MODA, SHOPPING ONLINE, STYL ŻYCIA

Lookbook Givenchy pre-fall 2017

12.01.2017 Michalina Murawska

Lookbook Givenchy pre-fall 2017

O branży mody można powiedzieć sporo: że jest chaotyczna czy że zacierające się granice między sezonami mogą czasami wprowadzać w błąd. Na pewno nie jest jednak nudna, a projektanci nie ustają w staraniach, aby dostarczać nam coraz to nowych i niekiedy totalnie odmiennych od poprzednich, estetycznych wrażeń. Doskonałym tego przykładem jest Riccardo Tisci, który po zaprezentowanej niespełna kilka tygodni temu kampanii Givenchy na wiosnę-lato 2017, tym razem wypuścił lookbook do kolekcji pre-fall 2017. Zdziwieni? Niepotrzebnie. Jakkolwiek dziwna mogłaby wydawać się ta decyzja, kolekcje pre-fall często interpretowane są jako te stanowiące wstęp do jesienno-zimowej kolekcji. A przypomnijmy, że tę Givenchy pokaże w Paryżu już za niespełna 2 miesiące.

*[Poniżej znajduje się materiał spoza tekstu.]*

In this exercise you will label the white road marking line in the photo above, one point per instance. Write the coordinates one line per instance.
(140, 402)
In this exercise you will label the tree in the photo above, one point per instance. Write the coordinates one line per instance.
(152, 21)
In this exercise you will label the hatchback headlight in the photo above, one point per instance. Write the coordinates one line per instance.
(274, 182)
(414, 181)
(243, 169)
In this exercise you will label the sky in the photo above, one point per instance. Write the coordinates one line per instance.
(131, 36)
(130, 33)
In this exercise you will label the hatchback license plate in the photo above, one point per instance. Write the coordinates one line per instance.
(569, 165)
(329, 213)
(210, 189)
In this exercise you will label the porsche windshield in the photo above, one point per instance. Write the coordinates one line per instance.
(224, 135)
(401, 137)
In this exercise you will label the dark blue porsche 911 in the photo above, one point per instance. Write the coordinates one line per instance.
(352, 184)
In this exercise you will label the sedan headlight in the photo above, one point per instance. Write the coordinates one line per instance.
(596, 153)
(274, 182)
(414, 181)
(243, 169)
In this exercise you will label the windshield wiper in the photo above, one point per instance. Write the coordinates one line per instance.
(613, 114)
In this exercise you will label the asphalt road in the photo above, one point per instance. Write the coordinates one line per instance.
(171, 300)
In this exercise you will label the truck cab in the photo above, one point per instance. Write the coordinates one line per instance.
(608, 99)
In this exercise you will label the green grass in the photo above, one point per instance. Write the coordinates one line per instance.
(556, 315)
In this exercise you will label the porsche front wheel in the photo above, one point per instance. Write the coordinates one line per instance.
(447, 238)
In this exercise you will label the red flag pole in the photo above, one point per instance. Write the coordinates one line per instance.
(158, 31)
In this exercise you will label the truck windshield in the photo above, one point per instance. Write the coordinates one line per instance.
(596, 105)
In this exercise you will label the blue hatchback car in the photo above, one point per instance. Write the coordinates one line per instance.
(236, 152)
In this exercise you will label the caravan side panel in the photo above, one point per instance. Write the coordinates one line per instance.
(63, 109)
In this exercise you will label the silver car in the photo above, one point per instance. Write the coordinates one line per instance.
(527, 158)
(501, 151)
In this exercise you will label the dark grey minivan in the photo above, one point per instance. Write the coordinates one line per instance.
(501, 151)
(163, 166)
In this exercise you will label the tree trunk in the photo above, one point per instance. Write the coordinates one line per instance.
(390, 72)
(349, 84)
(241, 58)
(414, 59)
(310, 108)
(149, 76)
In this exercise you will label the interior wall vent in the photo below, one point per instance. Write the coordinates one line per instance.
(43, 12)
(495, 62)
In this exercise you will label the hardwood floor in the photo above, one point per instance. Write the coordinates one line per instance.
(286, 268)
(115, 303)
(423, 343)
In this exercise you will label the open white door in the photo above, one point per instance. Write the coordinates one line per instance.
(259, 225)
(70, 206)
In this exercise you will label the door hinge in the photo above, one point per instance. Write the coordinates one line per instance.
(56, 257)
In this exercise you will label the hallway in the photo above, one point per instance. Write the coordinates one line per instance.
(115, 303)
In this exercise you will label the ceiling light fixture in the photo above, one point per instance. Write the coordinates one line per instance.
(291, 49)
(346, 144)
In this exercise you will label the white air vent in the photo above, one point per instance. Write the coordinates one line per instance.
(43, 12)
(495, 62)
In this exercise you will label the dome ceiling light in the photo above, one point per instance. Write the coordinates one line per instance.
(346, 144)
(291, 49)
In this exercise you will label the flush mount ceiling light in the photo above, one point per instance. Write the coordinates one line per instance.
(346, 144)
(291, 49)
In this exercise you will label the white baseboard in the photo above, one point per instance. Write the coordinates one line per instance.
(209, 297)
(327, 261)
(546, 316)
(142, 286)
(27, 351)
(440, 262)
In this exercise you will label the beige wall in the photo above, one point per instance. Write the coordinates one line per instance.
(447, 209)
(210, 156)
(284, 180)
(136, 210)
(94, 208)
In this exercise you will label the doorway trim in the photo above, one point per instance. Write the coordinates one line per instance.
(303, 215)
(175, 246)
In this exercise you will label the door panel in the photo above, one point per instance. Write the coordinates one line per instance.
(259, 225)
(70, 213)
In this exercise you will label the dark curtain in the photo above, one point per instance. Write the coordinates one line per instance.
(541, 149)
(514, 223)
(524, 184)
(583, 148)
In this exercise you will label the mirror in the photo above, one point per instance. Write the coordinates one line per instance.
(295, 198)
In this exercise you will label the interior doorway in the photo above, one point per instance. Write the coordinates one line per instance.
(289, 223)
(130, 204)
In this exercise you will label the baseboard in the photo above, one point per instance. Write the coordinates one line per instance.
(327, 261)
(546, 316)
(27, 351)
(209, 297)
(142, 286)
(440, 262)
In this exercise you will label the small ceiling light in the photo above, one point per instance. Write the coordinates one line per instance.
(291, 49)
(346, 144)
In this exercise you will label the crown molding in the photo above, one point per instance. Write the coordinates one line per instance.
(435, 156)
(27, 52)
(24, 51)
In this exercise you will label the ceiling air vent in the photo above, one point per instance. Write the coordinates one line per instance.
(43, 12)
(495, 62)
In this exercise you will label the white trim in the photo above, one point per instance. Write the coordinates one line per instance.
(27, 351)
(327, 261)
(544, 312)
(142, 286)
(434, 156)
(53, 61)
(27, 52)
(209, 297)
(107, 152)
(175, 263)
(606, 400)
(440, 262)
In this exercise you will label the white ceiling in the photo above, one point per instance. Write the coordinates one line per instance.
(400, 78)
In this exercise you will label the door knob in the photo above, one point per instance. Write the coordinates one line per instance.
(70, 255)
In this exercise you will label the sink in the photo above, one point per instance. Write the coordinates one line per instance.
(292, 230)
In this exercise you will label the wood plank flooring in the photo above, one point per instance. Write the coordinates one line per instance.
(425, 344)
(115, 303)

Tym razem lookbook francuskiej marki przenosi nas do Danii. Dlaczego akurat tam? Jak kiedyś powiedział Riccardo Tisci, skandynawska natura oraz miłość do designu są jednymi z jego największych inspiracji. Chociaż próżno szukać w kolekcji pre-fall 2017 charakterystycznego skandynawskiego minimalizmu, to duńskie akcenty zostały zachowanie głównie za sprawą otoczenia. Sesję zrealizowano na tle charakterystycznych wnętrz duńskiej sali koncertowej Vega, a za obiektywem stanął duet fotografów Max Von Gumpenberg i Patrick Bienert (znanych jako 02GB) W lookbooku Givenchy nie zabrakło również znanych twarzy z branży modelingu. Jedną z jego gwiazd został aniołek Victoria’s Secret Elsa Hosk, a oprócz niej pojawiły się w nim między innymi Iselin Steiro czy blondwłosa Frederrike Sofie. Lookbook wystylizowała Katy England, która po raz kolejny współpracowała z Givenchy, i to właśnie jej asystowała Ewelina Gralak. W kolekcji pre fall Riccardo ponownie postawił na intensywne barwy, geometryczne kroje, wielkie naszyjniki oraz nieco męskie sylwetki, a sam lookbook będzie świetnym źródłem inspiracji dla wielu fashionistek. My już mamy nasze ulubione sylwetki, a wy?